Oyono describe con maestría el odioso racismo colonial que imponía una separación abismal entre blancos y negros (lo que no impedía la cohabitación de algunos europeos con mujeres nativas), el desprecio generalizado de los europeos hacía los nativos, considerados apriorísticamente vagos, ignorantes y ladrones y la contrarréplica de éstos, que se burlaban de aquellos en la lengua materna que sus amos no entendían -entre otras razones, por su condición de “incircuncisos”-, en contraste con la vida aislada de la población blanca que se reúne, cotillea y critica en el “club europeo” de la ciudad. El libro es, por tanto, una denuncia del sistema colonial, de la explotación de la población nativa, de las injusticias que padece y de las arbitrariedades y maltrato que soporta.

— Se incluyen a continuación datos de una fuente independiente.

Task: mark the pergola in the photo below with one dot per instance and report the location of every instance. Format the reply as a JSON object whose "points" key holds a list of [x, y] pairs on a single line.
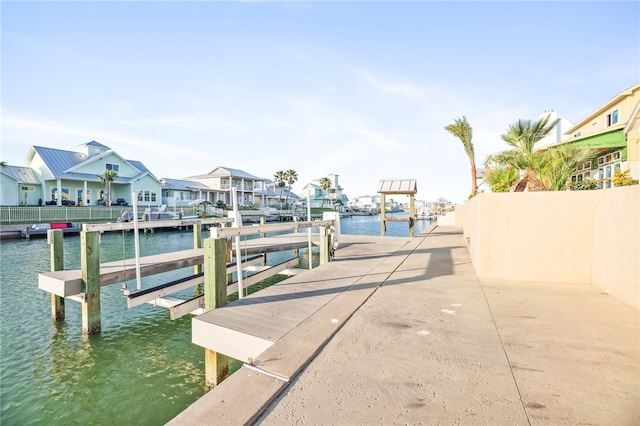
{"points": [[398, 187]]}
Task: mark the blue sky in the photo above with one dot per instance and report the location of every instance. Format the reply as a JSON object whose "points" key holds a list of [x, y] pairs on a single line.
{"points": [[359, 89]]}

También de una evangelización punto menos que forzosa, cuyo mensaje religioso no coincide luego con la conducta de los colonizadores.


El autor introduce elementos satíricos como el del orgullo del líder local satisfecho por haber sido admitido a sentarse entre los blancos, las dudas lacerantes de por qué las mujeres blancas valen más para algunos nativos que las negras, mientras que otros son incapaces de advertir belleza en una mujer blanca,  la incomprensible razón por la que los blancos prohíben a los nativos tener relaciones con mujeres de su raza, la sorpresa del boy cuando dice “yo creía que los blancos y los negros no podíamos dormir juntos”, o la divertida escena en que los niños de la escuela interpretan una canción en una lengua ininteligible que no es ni francesa, ni nativa, un verdadero “pichinglis”. Y, en fin, la estupefacción de los cameruneses al comparar la colonización alemana y la francesa y comprobar que “solo ha cambiado la lengua”.